Is there a better method for switching database in rails without exhausting the connection pool?

I currently use this little addition to ActiveRecord to allow me to switch databases on the fly (used in a middleware on an incoming connection and in other places where I need to work with multiple customers databases (like migrations)):

module ActiveRecord
  module ConnectionAdapters
    class Mysql2Adapter < AbstractMysqlAdapter
      # Allows us to connect to a new database in a clean way
      def change_database!(db)
        if @config[:database] != db
          @config.merge!(:database => db)
          clear_query_cache
          reconnect!
        end
      end

      def restore_default_database!
        database = YAML::load_file('config/database.yml')[Rails.env]['database']
        change_database!(database)
      end
    end
  end
end

I was excited to try the Rails 6 approach to multiple databases but was saddened to see that they have only considered a finite number of databases and those are listed in the databases.yml file.
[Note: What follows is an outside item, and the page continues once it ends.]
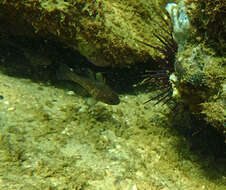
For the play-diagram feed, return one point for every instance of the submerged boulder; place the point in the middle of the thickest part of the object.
(105, 32)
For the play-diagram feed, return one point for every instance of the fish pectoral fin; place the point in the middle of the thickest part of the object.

In my situation I can create a new database while the application is running (when creating a new client site) and then connect to it by visiting the domain name associated with the site.
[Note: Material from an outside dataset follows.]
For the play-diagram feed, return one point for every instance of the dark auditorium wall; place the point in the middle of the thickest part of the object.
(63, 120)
My code above reuses the same connection. I’ve tried using establish_connection but this eventually ends up returning No connection pool with 'primary' found. once the connection pool appears to exhaust itself. I’d imagine I’d need a pool with at least the number of databases I have in it for it not to run out, and even then, it still could if there was more than one connection to a site per time period.
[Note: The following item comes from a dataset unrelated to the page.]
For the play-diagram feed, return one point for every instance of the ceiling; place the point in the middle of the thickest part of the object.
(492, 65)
My gut is to stick with what I have, but I was wondering if there are any other caches I should be clearing when changing databases mid-stream? (for Rails 6.0 and 6.1)

I should mention that each database is exactly the same structure; it’s just a way of partitioning data between customers.

I’ve posted this question on StackOverflow but I think this might be a better place to look for a more qualified response.

1 Like

I think you would want to tag Eileen for this. She’s the one who had led the development for multi database support for the past few years

Thanks @pinzonjulian :slight_smile:

@eileencodes, if you wouldn’t mind chipping in on this one I’d really appreciate it :slight_smile: I’ve been using this approximate method (I think it was originally called database hijacking!) since Rails 1.6. It’s always made me nervous but it’s worked in production since 2007 so I guess it can’t be all that bad given we have over 180 seperate mysql databases. In the early days our switching method was a bit rubbish and we used to run out of connections to mysql, but the current method seems to recycle the connections nicely and basically emulates a dropped connection right at the start of the request.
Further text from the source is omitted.